Each time the magical fire seemed like it would die, I murmured the same incantation and spread it over the golem again. Each time, I felt a drain on my energy that slowed me down and let the scythes get a little bit closer.  And still I burned it away. If I were to die, so would it.

Finally, when it seemed like I had no spare power left to feed the flames, when I thought I would die in the next exchange of blows, the monster collapsed to the floor in front of me. I breathed a sigh of relief and let myself slide to the floor beside it.

Rest, my entire body screams. Rest. But I will not. I have so much more to do. It is not time to sleep yet.

I stand and step over the corpse, walking into the room behind it. It is Kyra’s bedroom, and I fully expect it to be marked like the entrance to her house was. It is not. The golem had been her last line of defense, and she was as spent as I was. The edge in my favor was that I had steel in my hand.

She is crouching near her bedpost, tending to her crushed hand. “Don’t kill me,” she says, without a single quiver in her voice. She is not pleading. “The Nightmare Court can use someone like you. They can—”

“Awaken,” I hissed, slamming my mace heavily across her face. Even as she flies across the room, I follow her body, taking a second swing to ensure that my work is done.

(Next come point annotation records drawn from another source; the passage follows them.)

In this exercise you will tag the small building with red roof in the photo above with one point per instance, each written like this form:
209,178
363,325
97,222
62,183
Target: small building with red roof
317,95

They ask me what would happen if I am right, and I am simply waking up those I kill. What would happen to the Nightmare Court? What would happen to the Dragon Champions you seek to slay? What about the Dragons themselves? It is none of my concern, I say.

I know what would happen, though, even if I do not tell them. If I am right, and killing the Dragons simply moves them from here to there, there is only one thing to be done. I will simply go beyond the Mists and destroy them again.

Never forget that this world is an illusion, a vision we conjured to avoid reality—a vision whose sole purpose is now to prove ourselves in a crucible of fire. Never forget that the world is that simple, that black and white.

By all that has ever been held sacred, I hope that I am right.